Monday, March 16, 2009

Quote of the day

The curious thing about the various plans hatched in the '90s is that they were, at base, all the same plan: "Here's how we're going to preserve the old forms of organization in a world of cheap perfect copies!" The details differed, but the core assumption behind all imagined outcomes (save the unthinkable one) was that the organizational form of the newspaper, as a general-purpose vehicle for publishing a variety of news and opinion, was basically sound, and only needed a digital facelift. As a result, the conversation has degenerated into the enthusiastic grasping at straws, pursued by skeptical responses.

"The Wall Street Journal has a paywall, so we can too!" (Financial information is one of the few kinds of information whose recipients don't want to share.) "Micropayments work for iTunes, so they will work for us!" (Micropayments only work where the provider can avoid competitive business models.) "The New York Times should charge for content!" (They've tried, with QPass and later TimesSelect.) "Cook's Illustrated and Consumer Reports are doing fine on subscriptions!" (Those publications forgo ad revenues; users are paying not just for content but for unimpeachability.) "We'll form a cartel!" (…and hand a competitive advantage to every ad-supported media firm in the world.)

Round and round this goes, with the people committed to saving newspapers demanding to know "If the old model is broken, what will work in its place?" To which the answer is: Nothing. Nothing will work. There is no general model for newspapers to replace the one the internet just broke.

With the old economics destroyed, organizational forms perfected for industrial production have to be replaced with structures optimized for digital data. It makes increasingly less sense even to talk about a publishing industry, because the core problem publishing solves - the incredible difficulty, complexity, and expense of making something available to the public - has stopped being a problem.


-Clay Shirky

1 comment:

ritamac said...

I still subscribe to my local newspaper, even though it has less and less content - every news or feature article references the paper's website.
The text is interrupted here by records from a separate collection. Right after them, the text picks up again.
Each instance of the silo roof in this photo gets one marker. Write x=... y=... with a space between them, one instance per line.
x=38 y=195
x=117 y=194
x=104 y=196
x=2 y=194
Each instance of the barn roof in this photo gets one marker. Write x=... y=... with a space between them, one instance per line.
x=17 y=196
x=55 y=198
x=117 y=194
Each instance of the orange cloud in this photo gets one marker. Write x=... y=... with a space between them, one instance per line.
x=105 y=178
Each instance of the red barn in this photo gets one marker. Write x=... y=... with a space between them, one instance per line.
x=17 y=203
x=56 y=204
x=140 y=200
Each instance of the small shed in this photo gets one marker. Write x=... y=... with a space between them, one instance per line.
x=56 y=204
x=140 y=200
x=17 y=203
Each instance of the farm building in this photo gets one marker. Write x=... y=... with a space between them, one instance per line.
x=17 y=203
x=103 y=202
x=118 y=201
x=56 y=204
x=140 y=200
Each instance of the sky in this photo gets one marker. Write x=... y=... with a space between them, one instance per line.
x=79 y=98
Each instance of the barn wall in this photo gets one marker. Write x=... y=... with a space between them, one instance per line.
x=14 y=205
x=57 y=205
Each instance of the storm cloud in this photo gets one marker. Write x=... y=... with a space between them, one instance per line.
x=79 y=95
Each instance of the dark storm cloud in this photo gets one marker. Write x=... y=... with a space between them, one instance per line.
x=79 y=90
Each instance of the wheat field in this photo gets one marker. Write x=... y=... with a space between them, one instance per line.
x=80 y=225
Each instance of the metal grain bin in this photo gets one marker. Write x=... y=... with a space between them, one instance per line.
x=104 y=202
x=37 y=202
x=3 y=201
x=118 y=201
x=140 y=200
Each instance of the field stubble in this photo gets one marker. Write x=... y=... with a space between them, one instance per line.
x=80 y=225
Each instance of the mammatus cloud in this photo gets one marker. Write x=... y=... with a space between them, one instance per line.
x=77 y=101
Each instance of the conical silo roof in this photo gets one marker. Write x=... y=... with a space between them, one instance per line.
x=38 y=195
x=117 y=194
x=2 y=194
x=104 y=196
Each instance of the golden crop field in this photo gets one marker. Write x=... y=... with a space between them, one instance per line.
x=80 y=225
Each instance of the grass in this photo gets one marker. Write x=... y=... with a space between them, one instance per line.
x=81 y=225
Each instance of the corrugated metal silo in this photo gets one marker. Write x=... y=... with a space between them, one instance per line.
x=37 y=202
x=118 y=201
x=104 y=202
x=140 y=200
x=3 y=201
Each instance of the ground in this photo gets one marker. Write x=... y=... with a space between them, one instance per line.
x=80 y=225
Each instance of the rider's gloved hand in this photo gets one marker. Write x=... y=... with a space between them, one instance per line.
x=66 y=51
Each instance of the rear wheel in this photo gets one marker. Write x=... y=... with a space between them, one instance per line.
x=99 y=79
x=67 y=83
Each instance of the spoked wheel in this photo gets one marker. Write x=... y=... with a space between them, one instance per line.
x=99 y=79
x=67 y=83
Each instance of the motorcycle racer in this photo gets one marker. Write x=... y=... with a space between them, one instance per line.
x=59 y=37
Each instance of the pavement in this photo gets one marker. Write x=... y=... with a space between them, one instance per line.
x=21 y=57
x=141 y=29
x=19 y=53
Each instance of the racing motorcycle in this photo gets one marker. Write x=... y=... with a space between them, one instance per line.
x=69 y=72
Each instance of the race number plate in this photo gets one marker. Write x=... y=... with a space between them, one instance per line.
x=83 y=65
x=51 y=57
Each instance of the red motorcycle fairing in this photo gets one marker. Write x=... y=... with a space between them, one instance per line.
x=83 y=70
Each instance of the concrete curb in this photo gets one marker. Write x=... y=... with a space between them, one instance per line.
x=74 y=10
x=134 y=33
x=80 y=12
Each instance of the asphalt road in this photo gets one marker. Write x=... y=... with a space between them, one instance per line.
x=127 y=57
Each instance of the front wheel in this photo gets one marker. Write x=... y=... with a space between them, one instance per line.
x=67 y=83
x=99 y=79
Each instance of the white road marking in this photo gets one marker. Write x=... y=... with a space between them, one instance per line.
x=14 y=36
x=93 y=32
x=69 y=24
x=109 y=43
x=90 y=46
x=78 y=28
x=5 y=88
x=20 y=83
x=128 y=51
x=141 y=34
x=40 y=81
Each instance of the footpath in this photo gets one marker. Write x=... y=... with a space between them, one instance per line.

But I ask in all sincerity: when newspapers go away, what will we use for scrap paper? Honestly, what will we line our picnic tables with at crawfish boils, what will I use to empty the cat litter box? You get the picture. Will there be a market created just for the rolls of newspaper paper? I guess buying the paper will cost the same, or maybe less, than buying the content printed on it.

This little problem is seriously bothering me. Anyone?